Frente a ello, y pese el recurrente no destine ningún pasaje del recurso a desvirtuar la concurrencia de los elementos del tipo por el cual ha resultado condenado, siendo que estamos ante un delito que sanciona la falta de coincidencia entre la declaración del testigo y la realidad acontecida , lo cierto es que concurre prueba de cargo, bastante y minuciosamente examinada y valorada por el Juzgador, para entender acreditado que el recurrente faltó a la verdad en su declaración prestada en juicio oral en calidad de testigo.
Por todo ello, se estima que el Juzgador de instancia ha sido congruente y escrupuloso con la prueba practicada en el juicio y en la calificación jurídica de los hechos, lo que nos conduce a confirmar la sentencia recurrida , desestimando el primer motivo del recurso de apelación interpuesto contra la misma.

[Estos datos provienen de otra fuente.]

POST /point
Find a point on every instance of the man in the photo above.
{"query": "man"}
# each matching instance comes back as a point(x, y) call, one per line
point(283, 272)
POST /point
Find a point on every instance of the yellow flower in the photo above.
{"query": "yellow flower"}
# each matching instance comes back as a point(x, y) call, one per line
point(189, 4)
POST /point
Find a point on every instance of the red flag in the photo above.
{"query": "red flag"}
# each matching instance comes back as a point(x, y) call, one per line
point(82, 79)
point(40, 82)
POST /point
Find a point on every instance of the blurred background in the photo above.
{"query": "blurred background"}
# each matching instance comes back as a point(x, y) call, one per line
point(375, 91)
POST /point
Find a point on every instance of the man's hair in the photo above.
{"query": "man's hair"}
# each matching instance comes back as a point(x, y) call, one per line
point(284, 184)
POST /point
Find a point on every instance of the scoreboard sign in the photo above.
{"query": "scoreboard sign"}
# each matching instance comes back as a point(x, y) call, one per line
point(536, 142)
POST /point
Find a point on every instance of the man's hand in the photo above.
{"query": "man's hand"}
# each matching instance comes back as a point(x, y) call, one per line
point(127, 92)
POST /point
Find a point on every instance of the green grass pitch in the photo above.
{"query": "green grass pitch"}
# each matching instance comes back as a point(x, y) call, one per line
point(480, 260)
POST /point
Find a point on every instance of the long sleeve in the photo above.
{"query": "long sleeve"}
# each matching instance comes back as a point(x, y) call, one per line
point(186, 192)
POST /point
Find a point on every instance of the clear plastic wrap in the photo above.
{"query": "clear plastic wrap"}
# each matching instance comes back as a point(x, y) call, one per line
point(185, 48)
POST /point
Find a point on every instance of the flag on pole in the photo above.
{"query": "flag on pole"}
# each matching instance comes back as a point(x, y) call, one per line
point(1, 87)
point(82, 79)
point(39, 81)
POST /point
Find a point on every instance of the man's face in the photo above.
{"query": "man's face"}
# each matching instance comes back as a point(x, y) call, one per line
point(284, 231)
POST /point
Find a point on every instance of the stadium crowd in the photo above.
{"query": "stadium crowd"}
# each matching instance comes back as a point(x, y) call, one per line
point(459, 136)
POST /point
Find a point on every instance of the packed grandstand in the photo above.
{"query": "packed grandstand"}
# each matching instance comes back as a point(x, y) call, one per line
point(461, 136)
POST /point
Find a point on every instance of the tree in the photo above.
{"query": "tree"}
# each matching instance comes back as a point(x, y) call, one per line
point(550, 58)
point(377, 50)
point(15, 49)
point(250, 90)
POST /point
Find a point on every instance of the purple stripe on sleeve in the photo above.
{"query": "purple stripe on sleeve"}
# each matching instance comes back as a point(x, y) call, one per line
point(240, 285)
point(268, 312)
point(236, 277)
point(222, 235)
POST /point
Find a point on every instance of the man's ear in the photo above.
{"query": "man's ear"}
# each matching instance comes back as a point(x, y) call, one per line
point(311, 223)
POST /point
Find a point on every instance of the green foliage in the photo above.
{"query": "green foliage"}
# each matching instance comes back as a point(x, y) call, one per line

CUARTO.- En lo atinente a la petición formulada con carácter subsidiario, igual suerte debe correr.
En el caso que nos ocupa el Juzgador ha establecido la pena a imponer partiendo de las circunstancias concurrentes que se recogen en el relato fáctico de la Sentencia, las circunstancias del delincuente y la mayor o menor gravedad del hecho. La Sala revisando dichas circunstancias, las cuales resultan incólumes en esta alzada es por lo que considera que la misma es ajustada a Derecho próxima al mínimo frente a la graduación máxima posible permitida por el Legislador , pues la misma ha sido impuesta dentro de los límites legales del art. 458 del C.P .
En cuanto a la multa impuesta , al no tratarse el apelante de un indigente, la suma fue fijada por el Juzgador a quo bajo unos parámetros proporcionados, teniendo en cuenta el amplio abanico que establece el artículo 50 del Código Penal entre el mínimo y el máximo del "quantum" a imponer, es por lo que se estima acertada tanto en su cuantía como en su duración sin que esta Sala halle términos hábiles para rebajarla.
QUINTO.- De conformidad con lo dispuesto en los artículo 123 y 124 del Código Penal y 240 de la Ley de Enjuiciamiento Criminal, las costas procesales serán impuestas cuando se vierta declaración de responsabilidad criminal, en este caso ya producida en la instancia , sin que en la interposición del recurso de apelación sustanciado y resuelto en esta instancia se advierta temeridad ni mala fe.
VISTAS las precedentes consideraciones , las disposiciones normativas citadas, sus concordantes, y demás de general y pertinente aplicación.
Fallo
DESESTIMAR EL RECURSODE APELACIÓN interpuesto por el procurador Luis Enrique de Navarra Muriedas en nombre y representación de Leandro contra la Sentencia dictada el día 25 de marzo de 2.010 por el juzgado de lo Penal número Siete de Palma de Mallorca en los autos de procedimiento abreviado número 520/2.009, que se confirma íntegramente.
Se declaran de oficio las costas de esta instancia.
Notifíquese la presente resolución a las partes; y con certificación de la misma remítanse las actuaciones originales al Juzgado de lo Penal expresado, a los efectos procedentes e interesando acuse de recibo.
Así por esta nuestra sentencia, de la que se llevará testimonio al Rollo de apelación, definitivamente juzgando , lo pronunciamos y firmamos.
Publicación. MARÍA ANTONIA FERRER CALAFAT, Secretario del Tribunal, hago constar que el Ilmo. Sr. magistrado ponente ha leído y publicado la anterior Sentencia en la audiencia pública correspondiente al día de su fecha, de lo que doy fe y certifico a la finalización del expresado trámite.